It is rare for PrEP to be stopped because of adverse events. Initial adverse effects tend to be transient and include gastrointestinal (e.g. nausea and diarrhoea) and central nervous system events (e.g. headache lasting a week or slightly longer).
Kidney and liver toxicity are rare but regular monitoring is required. Patients aged over 40 years with eGFR less than 90 mL/min/1.73 m2, hypertension or diabetes or taking concomitant nephrotoxic drugs should have three-monthly renal assessment (see Table).
Tenofovir disoproxil and emtricitabine are renally excreted via glomerular filtration and tubular secretion. There are potential drug–drug interactions that can adversely affect renal function.
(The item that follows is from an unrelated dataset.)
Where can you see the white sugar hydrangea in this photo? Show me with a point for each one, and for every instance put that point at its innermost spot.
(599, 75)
These can occur with concomitant use of renally excreted drugs such as non-steroidal anti-inflammatory drugs, aminoglycosides, aciclovir and valaciclovir. Characteristically, renal complications involve proximal tubular damage, leading to acute kidney injury, Fanconi syndrome or chronic kidney disease. There can also be a milder ‘creatinine creep’ with gradually increasing creatinine and decreasing eGFR over time.
Tenofovir disoproxil is associated with reduced bone density of 3–4% in the first year of treatment. This plateaus out to normal bone density loss of 1% per year (after the age of 30 years). For the majority of PrEP users, this bone density reduction is not clinically significant. However, for those over 40 years of age who are at risk of low bone density, bone density can be assessed using the FRAX fracture risk assessment score, or dual-energy X-ray absorptiometry (DXA) scanning. This is Medicare reimbursable under certain criteria, as outlined in Osteoporosis Australia’s bone density testing brochure for general practice.
PrEP can be used in patients with hepatitis B infection. However, interrupting PrEP can lead to a symptomatic flare of hepatitis B or drug resistance so these patients should be monitored closely.